How do terrestrial planets like Earth form and evolve to enable life to exist? This is what a recent study published in Nature hopes to address as a pair of scientists from the Southwest Research Institute (SwRI) and Yale University investigated the geophysical and chemical processes responsible for the formation and evolution of terrestrial planets. This study has the potential to help scientists better understand the mechanisms for how life as we know it could evolve on worlds like Earth.
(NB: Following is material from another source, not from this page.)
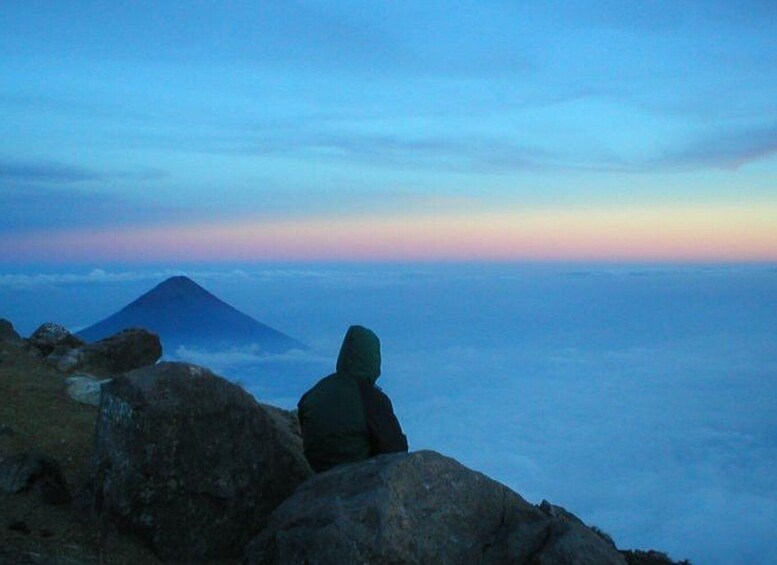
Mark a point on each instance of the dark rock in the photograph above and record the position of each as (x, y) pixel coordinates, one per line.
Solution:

For the study, the researchers used computer models to examine how the final 1 percent of a planet’s formation could play an enormous role in determining if a terrestrial planet could host life as we know it, as seen on Earth. The team specifically focused on late accretion, with accretion being the process of rocks and dust clumping together to form a planetary body. In the end, the determined that late accretion changes, specifically impacts, play a significant role in determining the outcome of a terrestrial planet, including atmosphere, surface characteristics, plate tectonics, and water content.
Diagram depicting the evolution of Earth, Venus, and Mars. (Credit: Southwest Research Institute)
“Impact histories should play a critical role in the search for habitable exoplanets like Earth,” said Dr. Simone Marchi, who is a SwRI scientist and lead author of the study. “The habitability of a rocky planet depends on the nature of its atmosphere, which is tied to plate tectonics and mantle outgassing. The search for Earth’s twin might focus on rocky planets with similar bulk properties — mass, radius and habitable zone location — as well as a comparable collision history.”
The team emphasized how large impacts could play the largest role in determining a planet’s evolution and whether life as we know it could exist there.
What new discoveries about terrestrial planet formation and evolution will researchers make in the coming years and decades? Only time will tell, and this is why we science!
As always, keep doing science & keep looking up!